Media access control in wireless sensor networks must be small, efficient, and energy conscious. This presentation presented the findings of a paper from Berkley, "Versatile Low Power Media Access for Wireless Sensor Networks," where the authors present just such a MAC implementation called, BMAC. The presentation was delivered to a graduate students at Johns Hopkins University enrolled in Embedded Systems and Wireless Sensor Networks.

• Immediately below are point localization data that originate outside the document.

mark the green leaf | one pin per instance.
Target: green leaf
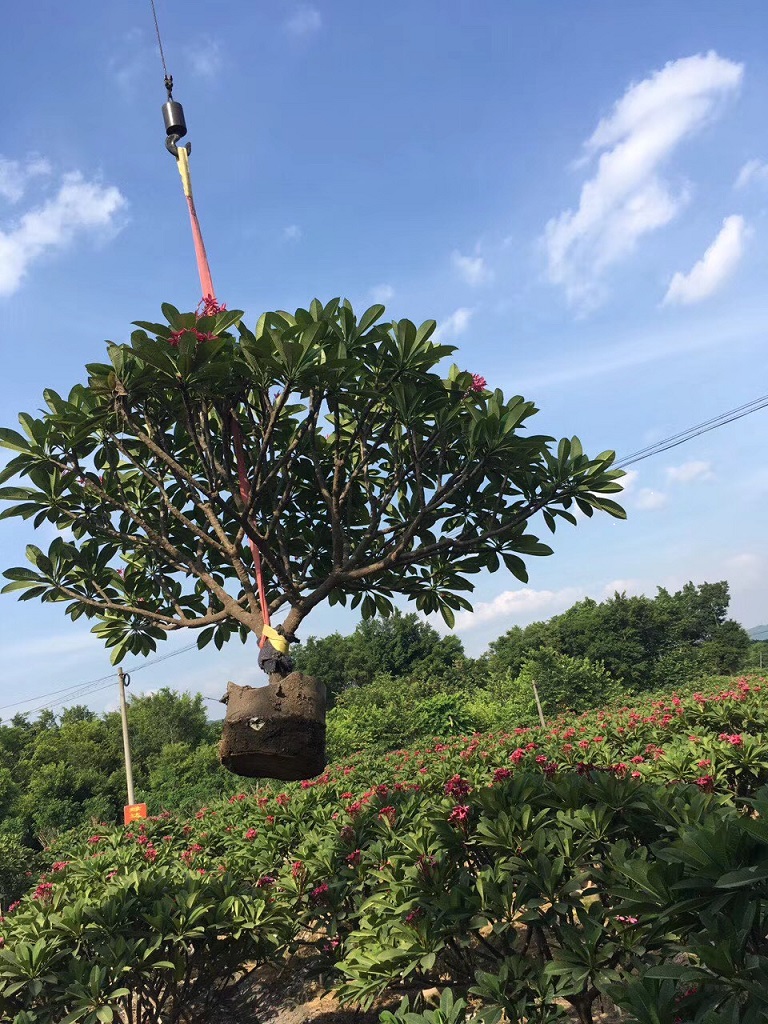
(13, 440)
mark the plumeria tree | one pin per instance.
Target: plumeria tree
(367, 471)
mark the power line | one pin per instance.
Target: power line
(65, 689)
(701, 428)
(83, 689)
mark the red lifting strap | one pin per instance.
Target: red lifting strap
(209, 297)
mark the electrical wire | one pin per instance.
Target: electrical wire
(695, 431)
(82, 689)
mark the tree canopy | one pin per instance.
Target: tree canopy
(367, 472)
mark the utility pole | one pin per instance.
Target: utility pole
(124, 680)
(538, 704)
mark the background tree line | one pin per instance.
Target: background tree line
(391, 682)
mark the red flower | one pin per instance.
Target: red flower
(43, 891)
(320, 893)
(458, 786)
(459, 814)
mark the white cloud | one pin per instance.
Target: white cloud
(382, 293)
(648, 499)
(304, 22)
(456, 324)
(519, 604)
(627, 198)
(715, 267)
(78, 207)
(206, 58)
(689, 471)
(15, 176)
(754, 170)
(472, 268)
(526, 604)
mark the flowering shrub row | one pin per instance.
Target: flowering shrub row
(619, 853)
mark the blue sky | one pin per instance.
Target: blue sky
(578, 193)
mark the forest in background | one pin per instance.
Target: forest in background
(390, 683)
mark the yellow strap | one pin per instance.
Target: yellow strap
(279, 642)
(182, 162)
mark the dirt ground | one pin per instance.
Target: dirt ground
(290, 995)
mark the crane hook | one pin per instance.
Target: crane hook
(173, 116)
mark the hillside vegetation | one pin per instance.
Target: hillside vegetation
(393, 682)
(614, 855)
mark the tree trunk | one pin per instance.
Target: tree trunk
(275, 731)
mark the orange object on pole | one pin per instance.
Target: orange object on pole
(133, 812)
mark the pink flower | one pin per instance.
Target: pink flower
(43, 891)
(457, 786)
(320, 893)
(459, 814)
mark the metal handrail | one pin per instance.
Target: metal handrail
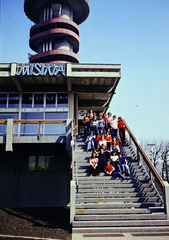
(150, 165)
(34, 120)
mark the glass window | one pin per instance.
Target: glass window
(13, 100)
(43, 161)
(56, 115)
(38, 100)
(50, 100)
(32, 115)
(9, 115)
(32, 163)
(62, 100)
(46, 162)
(3, 100)
(26, 100)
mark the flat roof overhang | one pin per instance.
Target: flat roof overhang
(95, 84)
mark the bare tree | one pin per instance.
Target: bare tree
(155, 154)
(165, 161)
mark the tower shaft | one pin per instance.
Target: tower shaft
(55, 35)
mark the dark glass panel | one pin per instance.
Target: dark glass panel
(38, 100)
(3, 100)
(62, 100)
(26, 100)
(13, 100)
(50, 100)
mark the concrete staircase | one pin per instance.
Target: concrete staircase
(108, 205)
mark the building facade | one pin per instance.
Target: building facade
(40, 101)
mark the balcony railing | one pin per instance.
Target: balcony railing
(33, 127)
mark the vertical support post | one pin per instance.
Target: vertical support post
(166, 198)
(68, 134)
(72, 200)
(39, 129)
(9, 135)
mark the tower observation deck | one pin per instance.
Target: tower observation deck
(55, 35)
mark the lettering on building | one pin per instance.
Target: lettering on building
(43, 69)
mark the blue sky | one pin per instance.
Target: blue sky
(133, 33)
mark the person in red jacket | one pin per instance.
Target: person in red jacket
(122, 129)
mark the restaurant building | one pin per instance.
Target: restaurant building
(40, 103)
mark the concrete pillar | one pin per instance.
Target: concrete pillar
(76, 114)
(166, 198)
(72, 200)
(9, 135)
(71, 106)
(68, 134)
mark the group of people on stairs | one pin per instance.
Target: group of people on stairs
(101, 139)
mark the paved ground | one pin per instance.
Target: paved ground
(35, 223)
(123, 236)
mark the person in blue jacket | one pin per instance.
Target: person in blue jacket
(124, 167)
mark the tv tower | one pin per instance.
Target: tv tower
(55, 35)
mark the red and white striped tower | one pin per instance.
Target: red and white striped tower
(55, 35)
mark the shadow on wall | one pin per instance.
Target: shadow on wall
(48, 222)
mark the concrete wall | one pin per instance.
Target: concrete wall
(20, 188)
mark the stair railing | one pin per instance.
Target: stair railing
(164, 186)
(72, 182)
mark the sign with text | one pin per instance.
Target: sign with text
(41, 69)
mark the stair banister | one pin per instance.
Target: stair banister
(150, 165)
(162, 184)
(72, 182)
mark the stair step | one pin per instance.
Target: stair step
(113, 190)
(115, 185)
(120, 211)
(117, 195)
(100, 205)
(122, 200)
(116, 217)
(106, 204)
(138, 223)
(131, 229)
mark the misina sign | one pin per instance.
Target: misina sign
(41, 69)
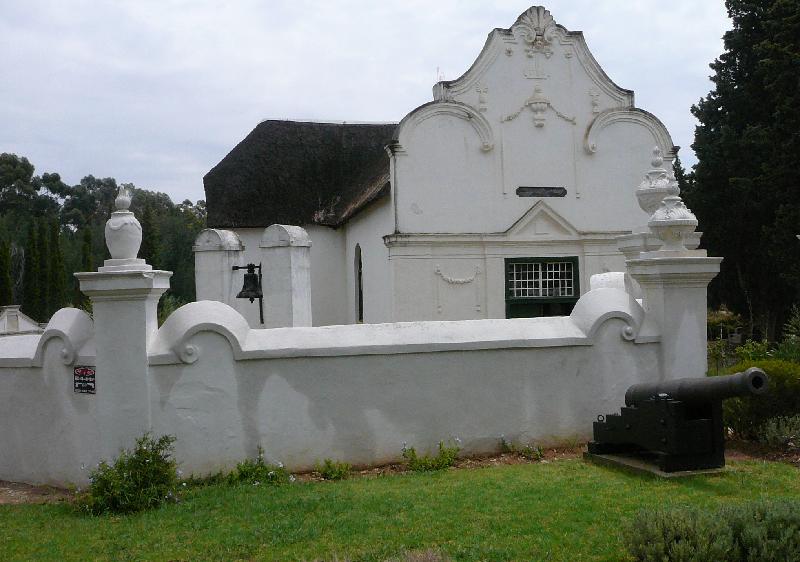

1. Versatile Low Power Media Access
for Wireless Sensor Networks
Presented by: Michael Rushanan
Disclaimer: All figures and tables were shameless taken from
Joseph Polastre et al.’s work, “Versatile Low Power Media
Access for Wireless Sensor Networks. They are not my own.

2. Background
• Media access control – part of layer 2.
Provides addressing and channel access
control mechanisms such that multiple
devices can communicate on a shared
medium (e.g., Ethernet).
• Carrier sense media access – transmitter
uses feedback from receiver to detect
the presence of a carrier wave prior to
transmission.
• Duty cycle - % time spent in active state
as a fraction of total time. D = pulse
duration/period.

3. Discussion
• Why is the duty cycle important in wireless sensor networks?
• In the context of this paper, assuming we have all read it,
what is meant by versatility and low power?

4. Versatile, Low Power?
• Wireless sensor network deployments need to reliably report
data while consuming the least amount of power possible.
– If you consume too much power, than the data might never make it in
a multihop network. Vital sensing of the physical environment might
never happen.

5. Versatile, Low Power?
• Mainwaring et al. show that MAC mechanisms must support
duty cycles of 1% while efficiently transferring workloads and
adapting to changing network conditions.
– These are ad-hoc networks, where nodes come and go. Conditions are
going to physically change (e.g., Rain) thus affecting the topology of
the network. Network links are unpredictable.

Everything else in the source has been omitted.